During the 19th century in which Pride and Prejudice is set, most marriages were unlikely to be happy and were mostly for the sake of financial gain or necessity. While Mr. and Mrs. Bennet do have a characteristically unhappy marriage, it is really Charlotte Lucas's marriage to Mr. Collins that best portrays the social circumstances of the time surrounding marriage.
Mr. and Mrs. Bennet's marriage was a bit unusual in that Mr. Bennet actually married beneath his class, although it was becoming more common place for the genteel class to marry the working class. Mrs. Bennet comes from the working class and has two siblings that are still in that class, although they are quite successful. It is Elizabeth's opinion that it is partially due to her mother's lower-class upbringing that she has very little understanding of either principles or decorum and is raising her youngest daughters to be vain, selfish, ridiculous flirts. In addition, Mrs. Bennet's lack of principles causes strife in the marriage. As Austen phrases it, Mr. Bennet married her simply because she was young and beautiful, and then later realized he "had married a woman whose weak understanding and illiberal mind had, very early in their marriage, put an end to all real affection for her" (Ch. 42). By "weak understanding," Austen is referring to Mrs. Bennet's lack of understanding principles, and by "illiberal mind," Austen is referring to her as selfish, showing us just how dissatisfied Mr. Bennet was with his wife's character. While the Bennet's unhappiness in marriage may have been characteristic, it was not characteristic for the gentry to marry the working class, although it was becoming more common. Therefore, despite their characteristic unhappiness, the Bennets do not represent the most typical type of marriage in this period.
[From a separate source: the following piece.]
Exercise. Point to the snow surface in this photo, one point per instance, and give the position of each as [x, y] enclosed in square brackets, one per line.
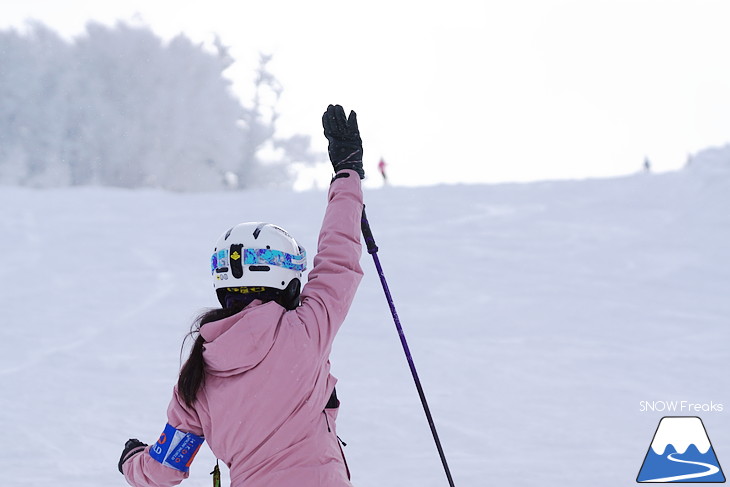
[539, 317]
Instead, it was far more common for couples to marry based on either financial gain or need, just like Charlotte Lucas needed to marry Mr. Collins out of financial necessity. While Charlotte's father was newly knighted due to his service as mayor of Meryton, Austen points out that Sir Lucas quit his trade business and bought an estate to live the life of a gentleman far too soon. Instead, he should have kept working the business and left it to the next generation to purchase an estate. The result is that Sir Lucas has very little fortune for his children to inherit, and Charlotte absolutely must marry to insure that she is well provided for as she gets older. Even though Mr. Collins is a ridiculous man, he is a good choice because he will be inheriting the Bennet's Longbourn estate. Despite the fact that Mr. Collins is very vain and behaves in absurd ways, Charlotte actually states that she is very content in the marriage. Charlotte has received from the marriage exactly what she wanted, "a comfortable home" (Ch. 22). As Elizabeth observes, "When Mr. Collins could be forgotten, there was really a great air of comfort throughout [the home]" (Ch. 28). While it wasn't impossible for a marriage based on financial need to be a content marriage, it may not have been very common. Therefore, while Charlotte's marriage is more representative based on motive for marriage, her emotional status in marriage may not have been very characteristic. Instead, the Bennet's unhappiness may have been more characteristic, even though it was more of an unusual marriage.